Both Mitchell and the newspaper's editorial board used California as an example of tort reform working several times without bringing in its insurance-reform component, even as other Gannett newspapers outside Mississippi had reported the entire story.
However, even business organizations that promised that tort reform then would lead to a better "business climate" then later complained about lack of improvement. Tort reform, however, continued to be near the top of GOP business agendas.
Bryant: 'Landowners Need This Protection'
One of this year's House bill's early opponents, Madison County Sheriff Randall Tucker, reneged in a Feb. 6 letter to lawmakers after speaking to "responsible members of the business community that assure me the proposed measures will help the business climate of Mississippi."
"In the interim, I have learned that the proposed legislation referenced above deals with civil court cases and does not affect a property owner's obligation to reasonably keep its property safe," he wrote.
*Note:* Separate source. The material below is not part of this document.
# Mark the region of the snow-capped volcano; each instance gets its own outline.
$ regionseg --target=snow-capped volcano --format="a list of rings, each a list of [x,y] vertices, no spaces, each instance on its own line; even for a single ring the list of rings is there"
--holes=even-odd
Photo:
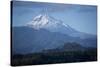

Still, the fear of a civil lawsuit can ensure the property owners have adequate security mechanisms in place.
Mississippi Gov. Phil Bryant expressed his support for the bill and thanked Tucker on Twitter.
"Thanks, Sheriff Tucker," Bryant tweeted on Feb. 6. "I hope this bill makes it to my desk so I can sign it. Landowners need this protection."
Bryant included a link to a tweet from Y'all Politics that accused "the trial lobby" of putting "massive pressure on law enforcement" to oppose the bills.
The bill's opponents include not only attorneys like Kramer and Wiggins, but also the Mississippi Association for Justice, a trial lawyers' association.
Another attorney who opposes the bill is Democratic House Minority Leader David Baria, who is part owner of a law firm in his hometown of Bay St. Louis and, back in 2003, was a leader in the trial lawyers' association. On the Baria-Jones, PLLC Facebook page, a Feb. 3 post warned that the bill would "lead to more crime, including human trafficking, child molestation, and abductions" and "create pockets of safe zones for criminals to literally get away with murder and put unprecedented pressure on law enforcement."
Lawmakers have yet to set a date for a vote on the House bill.